Let’s see what the b-estimates would be for our example. The output from this function is a data frame that has the values of the phantom covariances that were varied as well as the lavaan output for the chosen parameter.
b_ests <- ghost_par_ests(
step3 = Step3,
parameter_label = "b",
remove_NA = FALSE
)
a_ests <- ghost_par_ests(
step3 = Step3,
parameter_label = "a",
remove_NA = FALSE
)
b_ests$aest <- a_ests$est
b_ests$abest <- b_ests$est * b_ests$aest
b_ests <- cbind(Step2[["combos"]], b_ests)
b_ests$`CovM1M2,CovY1Y2` <- round(b_ests$`CovM1M2,CovY1Y2`, 2)
b_ests$`CovY1M2,CovM1Y2` <- round(b_ests$`CovY1M2,CovM1Y2`, 2)
head(b_ests)
#> CovM1M2,CovY1Y2 CovY1M2,CovM1Y2 Var.3 rep lhs op rhs label
#> reptemp 0.0 -0.6 -0.3 1 Y2 ~ M2 b
#> reptemp.1 0.1 -0.6 -0.3 2 <NA> <NA> <NA> <NA>
#> reptemp.2 0.2 -0.6 -0.3 3 <NA> <NA> <NA> <NA>
#> reptemp.3 0.3 -0.6 -0.3 4 <NA> <NA> <NA> <NA>
#> reptemp.4 0.4 -0.6 -0.3 5 <NA> <NA> <NA> <NA>
#> reptemp.5 0.5 -0.6 -0.3 6 <NA> <NA> <NA> <NA>
#> est se z pvalue ci.lower ci.upper aest
#> reptemp 1.146209 0.1187104 9.655506 0 0.9135409 1.378877 3.789931
#> reptemp.1 NA NA NA NA NA NA NA
#> reptemp.2 NA NA NA NA NA NA NA
#> reptemp.3 NA NA NA NA NA NA NA
#> reptemp.4 NA NA NA NA NA NA NA
#> reptemp.5 NA NA NA NA NA NA NA
#> abest
#> reptemp 4.344053
#> reptemp.1 NA
#> reptemp.2 NA
#> reptemp.3 NA
#> reptemp.4 NA
#> reptemp.5 NA
We can then plot the results using ggplot2
(plotting
function to be developed later).
library(ggplot2)
ggplot(b_ests, aes(x = `CovM1M2,CovY1Y2`, y = est)) +
geom_point(size = 2) +
scale_shape_manual() + # scale_fill_manual(values = c("black", "lightgray")) +
scale_color_manual(values = c("grey", "black")) +
facet_grid(~ b_ests$`CovY1M2,CovM1Y2`) +
theme_bw() +
scale_fill_grey() +
theme(
axis.title.y = element_text(size = 18),
axis.text.x = element_text(size = 12),
axis.title.x = element_text(size = 20),
axis.text = element_text(size = 15),
strip.text.y = element_text(size = 15),
strip.text.x = element_text(size = 20),
legend.text = element_text(size = 15),
legend.title = element_text(size = 18),
legend.position = "bottom",
panel.spacing.x = unit(2, "mm")
)
Another option is to use the lookup table that is part of the
package.

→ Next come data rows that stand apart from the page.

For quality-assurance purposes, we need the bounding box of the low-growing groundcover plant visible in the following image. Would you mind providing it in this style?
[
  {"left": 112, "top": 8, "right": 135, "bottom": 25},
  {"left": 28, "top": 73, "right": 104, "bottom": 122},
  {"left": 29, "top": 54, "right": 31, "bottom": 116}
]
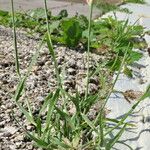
[{"left": 7, "top": 0, "right": 150, "bottom": 150}]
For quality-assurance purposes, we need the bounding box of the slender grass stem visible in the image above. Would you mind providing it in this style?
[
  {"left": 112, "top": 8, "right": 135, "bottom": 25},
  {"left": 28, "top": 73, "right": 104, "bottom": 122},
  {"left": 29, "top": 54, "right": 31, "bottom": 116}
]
[
  {"left": 11, "top": 0, "right": 21, "bottom": 77},
  {"left": 85, "top": 3, "right": 93, "bottom": 100},
  {"left": 44, "top": 0, "right": 62, "bottom": 89}
]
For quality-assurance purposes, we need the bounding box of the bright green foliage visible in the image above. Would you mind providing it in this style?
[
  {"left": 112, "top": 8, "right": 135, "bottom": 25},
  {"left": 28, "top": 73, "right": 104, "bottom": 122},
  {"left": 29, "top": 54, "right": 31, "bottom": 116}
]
[
  {"left": 61, "top": 18, "right": 82, "bottom": 47},
  {"left": 8, "top": 0, "right": 150, "bottom": 150}
]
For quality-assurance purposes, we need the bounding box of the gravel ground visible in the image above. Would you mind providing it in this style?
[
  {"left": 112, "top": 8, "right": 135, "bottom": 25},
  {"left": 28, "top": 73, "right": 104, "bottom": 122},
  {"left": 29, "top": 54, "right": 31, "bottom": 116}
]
[{"left": 0, "top": 26, "right": 112, "bottom": 150}]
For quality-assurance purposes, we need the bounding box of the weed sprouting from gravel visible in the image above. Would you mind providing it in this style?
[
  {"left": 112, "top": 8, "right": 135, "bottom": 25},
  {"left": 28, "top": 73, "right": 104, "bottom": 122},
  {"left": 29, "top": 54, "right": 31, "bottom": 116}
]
[{"left": 8, "top": 0, "right": 150, "bottom": 150}]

The function SA_lookup
can be used to do this.
Note that for this version, the SA_lookup function only provides
standardized estimates as it uses the correlation matrix only.
cov2cor(memory_CrossSectional)
#> X M2 Y2
#> [1,] 1.0000000 0.6376509 0.2578654
#> [2,] 0.6376509 1.0000000 0.2711872
#> [3,] 0.2578654 0.2711872 1.0000000
lookup_results <- SA_lookup(CorXM = .64, CorXY = .26, CorMY = .27)
lookup_results_plot <- lookup_results %>% filter(round(corr, 1) == .3 & (stabr > -.1 & stabr < .7))
ggplot(lookup_results_plot, aes(x = stabr, y = est_ab)) +
geom_point(size = 2) +
scale_shape_manual() + # scale_fill_manual(values = c("black", "lightgray")) +
scale_color_manual(values = c("grey", "black")) +
facet_grid(~ lookup_results_plot$clr) +
theme_bw() +
scale_fill_grey() +
theme(
axis.title.y = element_text(size = 18),
axis.text.x = element_text(size = 12),
axis.title.x = element_text(size = 20),
axis.text = element_text(size = 15),
strip.text.y = element_text(size = 15),
strip.text.x = element_text(size = 20),
legend.text = element_text(size = 15),
legend.title = element_text(size = 18),
legend.position = "bottom",
panel.spacing.x = unit(2, "mm")
)
Comparing this result to the earlier result, the pattern of the results is similar, but the scale of the y-axis is different. This is because these results are standardized.